Sorry if the main wall isn't the best place to post this, but there was no hydronic heating category.

I moved into a 60s house a couple years ago and am having terrible trouble with noise on my baseboard water heaters. At night, one of the bedrooms on the top floor knocks something terrible. The knocking occurs maybe every 5 minutes or so when the boiler is on and it knocks every 1-2 seconds for approximately 30 seconds, slowly tapering off until it stops.

I bleed the suckers all the time. I bleed them when they're cold, I bleed them when they're hot, I bleed them when they're knocking. Never do I get even a fart of air coming out. I've had people come in to look at it, but they havent even the foggiest of ideas and the best they can recommend is tearing the wall out and investigating.

I believe they are AR&SS Radiantrim heaters, but I can't 100% confirm. The bones of an AR&SS are in the basement, but I can't be certain that that's the same design being used in the house right now. As such, below is a picture of a current heater.
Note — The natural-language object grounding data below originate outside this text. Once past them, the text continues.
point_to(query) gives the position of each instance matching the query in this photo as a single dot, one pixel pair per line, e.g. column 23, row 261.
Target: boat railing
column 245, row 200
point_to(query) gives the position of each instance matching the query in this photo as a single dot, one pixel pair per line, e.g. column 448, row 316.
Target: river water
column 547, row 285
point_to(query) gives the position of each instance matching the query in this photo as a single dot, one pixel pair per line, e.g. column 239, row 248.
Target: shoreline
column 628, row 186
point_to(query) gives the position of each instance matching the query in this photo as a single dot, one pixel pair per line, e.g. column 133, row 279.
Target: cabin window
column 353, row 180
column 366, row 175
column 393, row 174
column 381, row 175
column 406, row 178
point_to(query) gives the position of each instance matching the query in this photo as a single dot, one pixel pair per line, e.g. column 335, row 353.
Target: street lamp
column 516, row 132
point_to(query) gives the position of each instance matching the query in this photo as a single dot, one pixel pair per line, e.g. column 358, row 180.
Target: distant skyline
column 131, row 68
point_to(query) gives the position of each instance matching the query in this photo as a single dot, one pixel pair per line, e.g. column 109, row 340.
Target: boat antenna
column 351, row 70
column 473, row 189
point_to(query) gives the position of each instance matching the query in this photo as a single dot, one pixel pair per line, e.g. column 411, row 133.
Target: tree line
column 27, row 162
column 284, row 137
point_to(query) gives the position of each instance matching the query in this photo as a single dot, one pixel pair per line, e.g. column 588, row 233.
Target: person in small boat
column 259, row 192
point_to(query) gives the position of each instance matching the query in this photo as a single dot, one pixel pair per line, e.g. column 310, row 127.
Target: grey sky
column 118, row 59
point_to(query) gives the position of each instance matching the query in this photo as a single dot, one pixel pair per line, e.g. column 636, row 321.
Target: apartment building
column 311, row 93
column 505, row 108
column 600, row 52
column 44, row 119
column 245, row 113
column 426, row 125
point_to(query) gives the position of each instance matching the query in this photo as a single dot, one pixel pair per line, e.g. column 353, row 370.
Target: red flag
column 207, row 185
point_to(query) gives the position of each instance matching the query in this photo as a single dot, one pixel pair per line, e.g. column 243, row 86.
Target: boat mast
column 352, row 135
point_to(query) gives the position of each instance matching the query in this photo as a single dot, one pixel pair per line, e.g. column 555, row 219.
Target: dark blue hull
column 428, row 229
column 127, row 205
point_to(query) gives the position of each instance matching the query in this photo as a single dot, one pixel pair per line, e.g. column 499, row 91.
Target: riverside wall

What else could be causing this knocking if there is no air in there? Is it possible there is air in there and I just can't get it out? When I do bleed it, I do so for about 1-2 minutes. Maybe that's not long enough. I drained the entire house last winter to replace my boiler. Obviously that took a lot of bleeding over weeks to get rid of all that air, but the knocking still continues and only in one of 3 upstairs bedrooms. I wouldnt be surprised if it's the highest bedroom though.

Comments

  • GPatterson
    GPatterson Member Posts: 2
    Also, I want to describe the knocking a little bit more. It sounds more like someone is knocking on wood. Not especially loud (3yo sleeps like 2' away from the heater). I can't pinpoint where the knocking is coming from. I try to do a little sound testing, but it's so decentralized that I can't lock it down. It might not even be from the heater board at all. There are also occasional one-off louder noises that seem of an entirely different origin, but I'm less worried about those.

    This only happens at night and that's probably just because we havent had terribly cold days in Pittsburgh in the last couple winters that get the heater working so hard.
  • Jamie Hall
    Jamie Hall Member Posts: 22,910
    It may be expansion of the baseboard heater when the heat comes on. If it tapers off and stops after the heat has been on for a while, that is almost certainly what it is. Chek to see what pipes might be rubbing on the floor boards, or for places where the heater can't freely expand..
    Br. Jamie, osb
    Building superintendent/caretaker, 7200 sq. ft. historic house museum with dependencies in New England
    bburdGPatterson
  • bburd
    bburd Member Posts: 872
    edited December 2023
    This is almost certainly expansion noise. If not from the baseboard itself, then from the heating pipes moving against the framing, flooring or other parts of the house. If you can find where it's happening, try slipping some cut sections of plastic milk jug in between.

    you can stop bleeding, it's not an air problem.


    Bburd
    GPattersonRich_49
  • hot_rod
    hot_rod Member Posts: 21,844
    Adding an outdoor reset control can also help by lowering water temperature and keeping the system running with less on/ off cycles.

    Oversized boilers, which were common in that era also add to short cycling.